This week's egtabite looks at a breakthrough advance in audio audience measurement: Germany's ma Audio.
ma Audio is the German audio industry's new convergent currency solution. The methodology combines two existing studies with a new panel in order to deliver comparable performance values for programming and advertising across broadcast and online channels.
The first phase: two measures for broadcast and online audio
Radio Audience Measurement (RAM) in Germany is carried out by the JIC agma using the day-after recall (CATI) method. Reporting twice per year, this study is called ma Radio, and it provides accurate and reliable audience figures for the German radio market.
Recognising the growing importance of online audio as a listening platform, agma introduced a new report in early 2014, giving what the organisation refers to as the technical reach of each channel. This report is called ma IP Audio.
ma IP Audio delivers census-level data (also referred to machine or return-path data) derived from log files off all participating audio publishers. These include the online streams of established radio broadcasters as well as online-only radio stations and user-generated radio services. The number of participants in ma IP Audio has increased steadily over the past couple of years, from 153 channels in ma 2014 IP Audio I to 404 channels in ma 2016 IP Audio I.
ma IP Audio provides an actual account of listening activity taking place on the German market, and it offers an accurate representation of smaller and niche streams. However, unlike the ma Radio study, ma IP Audio does not have any mechanism to apply demographic information, such as age or gender, to the listeners behind the streams.
The second phase: towards a convergent audio currency in Germany
agma has now introduced a new study to the German audio market - ma Audio, with the first report delivered in December 2015. This hybrid solution is based on three pillars: the existing ma Radio and ma IP Audio, together with a new and supplementary diary survey of about 3,000 participants, which will bridge the gap between the online audio listeners and their socio-demographic profiles.

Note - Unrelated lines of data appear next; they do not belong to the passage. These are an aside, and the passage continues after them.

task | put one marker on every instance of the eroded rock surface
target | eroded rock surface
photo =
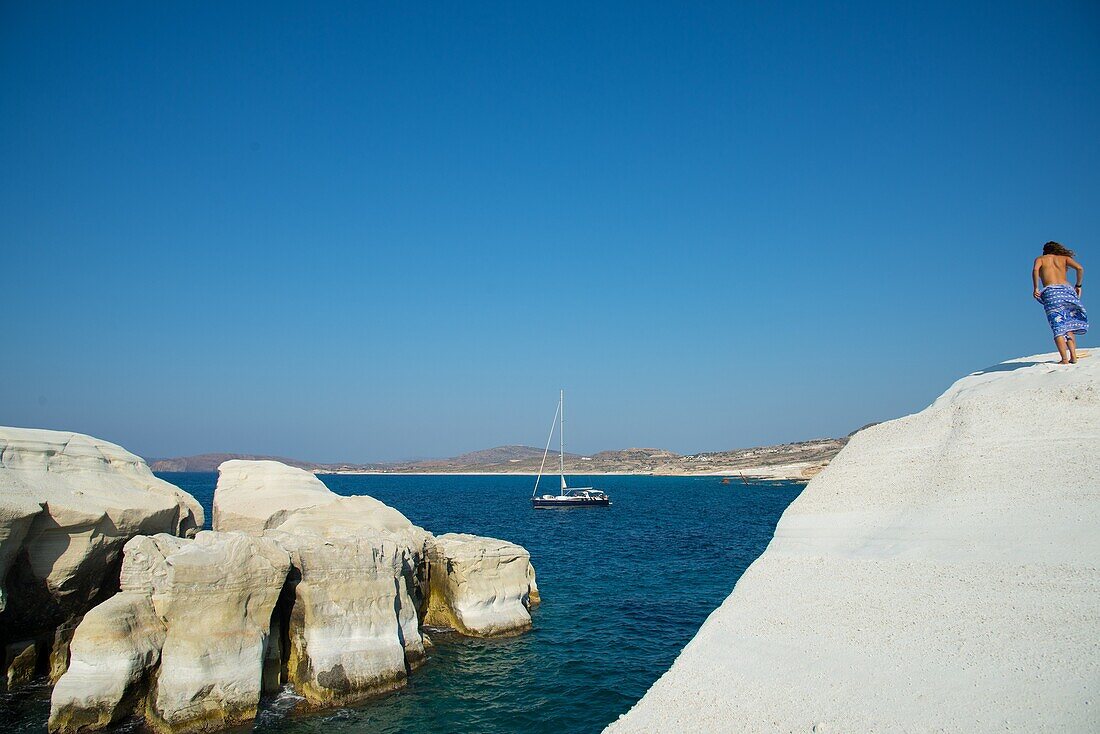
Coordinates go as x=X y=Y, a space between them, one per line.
x=301 y=587
x=480 y=587
x=256 y=495
x=184 y=643
x=360 y=573
x=68 y=503
x=942 y=574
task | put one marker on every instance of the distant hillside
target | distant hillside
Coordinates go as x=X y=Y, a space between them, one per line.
x=800 y=460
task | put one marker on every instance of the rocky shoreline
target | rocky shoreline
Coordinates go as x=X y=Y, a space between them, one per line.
x=787 y=461
x=112 y=591
x=942 y=574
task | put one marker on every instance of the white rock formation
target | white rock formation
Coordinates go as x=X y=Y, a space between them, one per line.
x=480 y=587
x=113 y=653
x=360 y=574
x=255 y=495
x=196 y=611
x=68 y=503
x=941 y=574
x=363 y=579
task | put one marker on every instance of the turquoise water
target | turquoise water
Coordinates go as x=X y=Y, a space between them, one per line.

The goal is to create comparable performance values as follows:
- Widest audience (users in the last two weeks)
- Weekly reach
- Daily reach (Monday to Friday/Saturday/Sunday)

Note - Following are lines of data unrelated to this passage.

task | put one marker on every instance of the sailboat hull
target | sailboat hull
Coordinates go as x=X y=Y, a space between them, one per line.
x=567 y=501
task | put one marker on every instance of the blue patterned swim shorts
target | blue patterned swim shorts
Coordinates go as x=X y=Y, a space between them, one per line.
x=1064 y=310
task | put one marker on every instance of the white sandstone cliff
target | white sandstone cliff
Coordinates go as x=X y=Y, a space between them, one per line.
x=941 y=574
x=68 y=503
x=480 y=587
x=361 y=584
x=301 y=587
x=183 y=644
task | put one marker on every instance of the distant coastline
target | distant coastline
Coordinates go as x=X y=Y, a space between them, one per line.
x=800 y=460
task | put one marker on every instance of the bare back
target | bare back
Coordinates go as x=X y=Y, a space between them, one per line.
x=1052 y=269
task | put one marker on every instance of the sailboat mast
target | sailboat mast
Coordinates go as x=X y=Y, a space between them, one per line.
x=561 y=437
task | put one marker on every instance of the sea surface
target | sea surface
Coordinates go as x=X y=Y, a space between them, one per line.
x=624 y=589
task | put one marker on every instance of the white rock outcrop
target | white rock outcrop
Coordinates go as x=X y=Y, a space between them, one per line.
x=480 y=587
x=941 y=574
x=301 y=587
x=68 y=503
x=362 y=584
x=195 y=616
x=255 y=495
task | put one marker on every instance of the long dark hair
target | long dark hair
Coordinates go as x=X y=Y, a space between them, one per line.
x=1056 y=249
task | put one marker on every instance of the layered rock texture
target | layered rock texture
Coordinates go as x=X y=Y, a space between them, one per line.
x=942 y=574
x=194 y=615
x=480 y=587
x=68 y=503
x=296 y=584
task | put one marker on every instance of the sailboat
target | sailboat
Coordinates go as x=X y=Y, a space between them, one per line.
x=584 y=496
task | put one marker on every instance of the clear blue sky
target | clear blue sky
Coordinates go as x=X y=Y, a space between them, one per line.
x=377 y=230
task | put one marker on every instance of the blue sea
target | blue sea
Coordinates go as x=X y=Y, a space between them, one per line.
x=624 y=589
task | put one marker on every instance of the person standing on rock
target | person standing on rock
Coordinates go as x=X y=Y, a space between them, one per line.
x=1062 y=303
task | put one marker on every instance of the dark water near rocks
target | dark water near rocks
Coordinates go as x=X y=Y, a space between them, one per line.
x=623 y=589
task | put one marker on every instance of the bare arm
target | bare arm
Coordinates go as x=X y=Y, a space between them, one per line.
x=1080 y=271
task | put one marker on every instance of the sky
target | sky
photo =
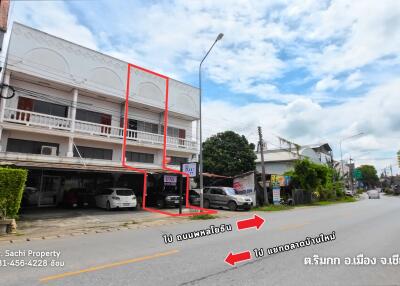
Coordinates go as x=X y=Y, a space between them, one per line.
x=311 y=71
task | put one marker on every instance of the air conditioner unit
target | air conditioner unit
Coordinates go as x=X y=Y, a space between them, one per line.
x=49 y=150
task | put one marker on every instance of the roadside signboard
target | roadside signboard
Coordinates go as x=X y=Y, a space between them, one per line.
x=190 y=168
x=244 y=185
x=357 y=174
x=170 y=180
x=276 y=194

The relatively small size of the panel naturally limits the granularity of data that can be reported with confidence, and the listening figures in ma Audio are less detailed than those in ma Radio. Greater granularity may be achieved in the future by increasing the number of respondents to the supplementary diary.
This new, hybrid methodology brings the accuracy of digital data collection into the scope of Germany's audio audience measurement, allowing sales houses to identify not only their broadcast reach but also the incremental reach offered by connected devices. Online audio advertising inventory can therefore be sold either alongside broadcast as a traditional radio product, or it may be identified separately and sold under a digital paradigm, such as programmatic trading.
Why this matters for egta members
As people increasingly turn to connected devices to access content, the traditional methods used to measure radio and television are being challenged. agma's work in Germany demonstrates that hybrid measurement solutions can be developed, but such techniques are still in their infancy.
The radio industry has an opportunity to adapt measurement today to be ready for the listening patterns of tomorrow. It is critical that the industry does not allow competitor audio services to set tomorrow's rule to the detriment of radio.